Chanel contested this decision to the General Court, requesting annulment of the finding of no similarity: firstly in relation to Article 8(5) of EUTM Regulation No 207/2009 and secondly in relation to Article 8(1)(b).

Similarity of marks

Under Article 8(5) of Regulation No 207/2009, a trade mark should not be registered if it is identical with, or similar to, an earlier trade mark (irrespective of the goods or services for which it is applied) where the earlier trade mark has a reputation in the EU or, in the case of an earlier national trade mark, the trade mark has a reputation in the member state concerned, and where the use without due cause of the trade mark applied for would take unfair advantage of, or be detrimental to, the distinctive character or the repute of the earlier trade mark.

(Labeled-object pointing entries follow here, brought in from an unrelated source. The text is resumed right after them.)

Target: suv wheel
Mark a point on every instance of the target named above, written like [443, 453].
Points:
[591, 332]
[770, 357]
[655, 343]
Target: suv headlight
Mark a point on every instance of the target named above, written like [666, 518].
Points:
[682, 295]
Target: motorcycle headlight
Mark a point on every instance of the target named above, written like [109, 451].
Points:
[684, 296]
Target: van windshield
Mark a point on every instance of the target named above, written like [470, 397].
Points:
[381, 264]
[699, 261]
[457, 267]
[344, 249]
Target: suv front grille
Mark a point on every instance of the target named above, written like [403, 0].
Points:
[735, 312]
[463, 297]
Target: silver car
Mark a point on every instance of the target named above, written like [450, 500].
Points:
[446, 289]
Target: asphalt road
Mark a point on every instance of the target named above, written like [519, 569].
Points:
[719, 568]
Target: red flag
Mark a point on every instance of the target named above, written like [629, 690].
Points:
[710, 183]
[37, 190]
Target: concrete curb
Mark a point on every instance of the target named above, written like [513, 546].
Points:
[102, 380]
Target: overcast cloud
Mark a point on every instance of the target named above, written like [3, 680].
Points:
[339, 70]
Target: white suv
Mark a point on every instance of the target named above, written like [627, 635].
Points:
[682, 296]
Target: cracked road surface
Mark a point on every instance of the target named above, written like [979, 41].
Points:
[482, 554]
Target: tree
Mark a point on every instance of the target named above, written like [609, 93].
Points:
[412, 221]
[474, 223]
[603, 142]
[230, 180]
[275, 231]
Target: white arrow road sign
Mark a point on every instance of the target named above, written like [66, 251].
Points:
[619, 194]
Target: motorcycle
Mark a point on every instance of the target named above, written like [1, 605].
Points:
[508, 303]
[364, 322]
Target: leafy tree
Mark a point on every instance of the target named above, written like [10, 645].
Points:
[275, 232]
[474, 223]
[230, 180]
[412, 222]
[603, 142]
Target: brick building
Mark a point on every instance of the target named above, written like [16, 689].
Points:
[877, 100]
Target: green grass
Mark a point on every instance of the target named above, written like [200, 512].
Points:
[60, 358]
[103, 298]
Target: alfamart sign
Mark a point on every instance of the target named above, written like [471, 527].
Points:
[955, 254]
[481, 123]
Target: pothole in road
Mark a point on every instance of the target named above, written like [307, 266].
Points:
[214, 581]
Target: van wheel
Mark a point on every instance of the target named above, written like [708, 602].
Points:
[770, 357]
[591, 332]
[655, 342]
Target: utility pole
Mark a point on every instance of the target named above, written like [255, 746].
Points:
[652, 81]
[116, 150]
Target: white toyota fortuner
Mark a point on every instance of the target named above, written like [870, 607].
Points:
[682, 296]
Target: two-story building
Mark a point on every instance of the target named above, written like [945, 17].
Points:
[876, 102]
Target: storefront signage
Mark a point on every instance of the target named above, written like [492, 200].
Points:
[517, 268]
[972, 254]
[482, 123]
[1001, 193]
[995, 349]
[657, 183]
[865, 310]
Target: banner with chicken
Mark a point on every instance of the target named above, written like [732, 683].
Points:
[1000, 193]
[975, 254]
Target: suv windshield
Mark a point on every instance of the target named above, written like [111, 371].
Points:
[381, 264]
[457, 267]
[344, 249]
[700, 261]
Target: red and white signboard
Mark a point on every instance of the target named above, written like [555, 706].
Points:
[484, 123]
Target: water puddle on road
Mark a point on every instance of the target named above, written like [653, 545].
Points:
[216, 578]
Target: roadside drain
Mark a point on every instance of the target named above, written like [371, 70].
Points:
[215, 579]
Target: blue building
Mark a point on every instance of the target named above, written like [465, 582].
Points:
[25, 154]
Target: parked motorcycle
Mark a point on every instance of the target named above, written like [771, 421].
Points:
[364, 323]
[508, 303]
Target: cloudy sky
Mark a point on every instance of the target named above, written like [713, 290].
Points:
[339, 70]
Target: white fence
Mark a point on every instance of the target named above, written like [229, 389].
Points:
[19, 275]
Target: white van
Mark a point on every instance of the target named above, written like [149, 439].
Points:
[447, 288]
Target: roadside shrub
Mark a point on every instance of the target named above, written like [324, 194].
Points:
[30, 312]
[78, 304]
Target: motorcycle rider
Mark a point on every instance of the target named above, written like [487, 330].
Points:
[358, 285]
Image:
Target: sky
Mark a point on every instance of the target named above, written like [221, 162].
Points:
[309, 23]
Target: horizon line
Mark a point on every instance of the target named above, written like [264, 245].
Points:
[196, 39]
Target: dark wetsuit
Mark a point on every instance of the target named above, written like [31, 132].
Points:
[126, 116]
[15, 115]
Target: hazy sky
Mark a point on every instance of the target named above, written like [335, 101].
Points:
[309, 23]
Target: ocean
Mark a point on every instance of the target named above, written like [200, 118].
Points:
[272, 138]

According to Article 8(1)(b) of Regulation No 207/2009, a trade mark should not be registered if because of its identity with, or similarity to, an earlier trade mark and the identity or similarity of the goods or services covered by the trade marks, there exists a likelihood of confusion on the part of the public in the territory in which the earlier trade mark is protected. The likelihood of confusion includes the likelihood of association with the earlier trade mark.

Chanel's main argument was that the marks are indeed similar, because when Huawei's logo is rotated by 90 degrees it is visually similar to an average degree to Chanel's own logo.
 
General Court's decision

The assessment of the visual, phonetic and conceptual similarity of the signs at issue must be based on the overall impression generated by the signs, bearing in mind their distinctive and dominant elements. The General Court considered the case law and confirmed that when assessing similarity, signs must be compared in the form in which they are registered. The actual or hypothetical use of registered marks in another form (such as rotated 90 degrees) is irrelevant when comparing the signs.

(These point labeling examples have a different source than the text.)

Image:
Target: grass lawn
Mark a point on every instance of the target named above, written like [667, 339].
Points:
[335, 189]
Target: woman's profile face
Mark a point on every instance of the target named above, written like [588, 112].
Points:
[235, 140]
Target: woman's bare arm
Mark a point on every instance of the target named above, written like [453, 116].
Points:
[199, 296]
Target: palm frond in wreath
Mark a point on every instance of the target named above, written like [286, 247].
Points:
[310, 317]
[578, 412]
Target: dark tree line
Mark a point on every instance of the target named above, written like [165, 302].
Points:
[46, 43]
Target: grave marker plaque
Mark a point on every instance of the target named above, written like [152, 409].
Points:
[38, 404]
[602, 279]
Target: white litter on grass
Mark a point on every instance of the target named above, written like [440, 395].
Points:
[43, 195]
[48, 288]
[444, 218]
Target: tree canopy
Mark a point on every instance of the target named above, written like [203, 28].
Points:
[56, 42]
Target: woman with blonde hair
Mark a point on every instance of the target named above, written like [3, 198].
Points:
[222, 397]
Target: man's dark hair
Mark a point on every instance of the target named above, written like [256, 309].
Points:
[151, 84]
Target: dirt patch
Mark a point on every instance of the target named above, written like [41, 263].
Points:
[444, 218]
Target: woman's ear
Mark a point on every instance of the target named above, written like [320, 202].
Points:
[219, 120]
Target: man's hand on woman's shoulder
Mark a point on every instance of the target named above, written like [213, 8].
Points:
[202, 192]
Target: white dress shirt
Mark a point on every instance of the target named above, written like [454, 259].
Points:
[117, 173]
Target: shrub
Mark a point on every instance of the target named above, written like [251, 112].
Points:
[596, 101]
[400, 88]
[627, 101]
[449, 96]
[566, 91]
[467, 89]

The General Court noted a number of differences between the marks, including:
 
  • Huawei's logo consists of a circle containing two curves resembling the image of two black letters ‘u’ positioned vertically and as an inverted mirror image, which cross and intersect to form a central element constituting a horizontal ellipse.
  • Chanel's logo consists of a circle containing two curves resembling the image of two black letters ‘c’ positioned horizontally and as an inverted mirror image, which cross and intersect to form a central element constituting a vertical ellipse.
  • In Chanel's logo, the curves have a more rounded shape.
  • In Chanel's logo, the line of the curves has a greater thickness.
  • In Huawei's logo, the intersection of the interlaced curves of the mark applied for is visible as the line is interrupted in the places where those curves cross.
Taking the above into account, the General Court found that there was no similarity between Huawei's logo and either of Chanel's trade marks, and so the action was dismissed. (See Chanel SAS v EUIPO T-44/20 for the judgment.)
 
Thoughts and comments

The decision confirms that when assessing similarity of marks, only the protected version of those marks should be taken into account. Any hypothetical use, which may differ from the registration, is irrelevant when making the assessment.

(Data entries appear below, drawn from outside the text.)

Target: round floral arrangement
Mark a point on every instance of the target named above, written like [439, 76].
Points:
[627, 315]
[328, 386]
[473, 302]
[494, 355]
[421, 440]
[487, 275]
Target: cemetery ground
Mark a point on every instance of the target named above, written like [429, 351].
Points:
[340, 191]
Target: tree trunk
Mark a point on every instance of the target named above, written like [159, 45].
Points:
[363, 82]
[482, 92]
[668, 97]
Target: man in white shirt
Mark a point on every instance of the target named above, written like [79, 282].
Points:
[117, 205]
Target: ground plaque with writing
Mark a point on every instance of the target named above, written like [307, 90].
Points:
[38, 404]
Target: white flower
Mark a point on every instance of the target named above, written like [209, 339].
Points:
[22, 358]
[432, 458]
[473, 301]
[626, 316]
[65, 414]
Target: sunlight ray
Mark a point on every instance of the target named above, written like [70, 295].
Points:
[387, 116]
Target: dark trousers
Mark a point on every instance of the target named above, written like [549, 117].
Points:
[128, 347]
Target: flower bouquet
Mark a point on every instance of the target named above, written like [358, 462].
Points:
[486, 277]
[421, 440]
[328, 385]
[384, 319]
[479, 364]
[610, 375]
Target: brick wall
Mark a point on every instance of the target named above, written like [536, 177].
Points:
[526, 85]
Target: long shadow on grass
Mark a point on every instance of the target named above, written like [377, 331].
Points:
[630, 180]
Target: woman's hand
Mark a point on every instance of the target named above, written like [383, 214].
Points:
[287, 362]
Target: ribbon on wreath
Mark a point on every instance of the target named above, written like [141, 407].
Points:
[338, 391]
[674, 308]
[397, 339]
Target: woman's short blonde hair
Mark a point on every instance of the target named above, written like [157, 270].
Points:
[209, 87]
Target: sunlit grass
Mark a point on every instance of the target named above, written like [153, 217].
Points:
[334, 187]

Huawei is currently using its logo in relation to the Huawei AI Life app, which appears to be for its smart home offering. Chanel is likely to monitor such use with a view to taking further action if Huawei's use of the logo conflicts with its own goods and services. In the UK at least, Chanel may have a stronger case against Huawei under the tort of passing off – in this situation, the court should be able to consider the commercial reality (such as goods bearing the logos being rotated in different directions) rather than being limited to the strict comparison of trade marks as filed / registered as required by the EUIPO.

Finally, Chanel may seek to appeal the General Court's decision. If leave to appeal is granted, an appeal (limited to points of law only) may be brought before the Court of Justice.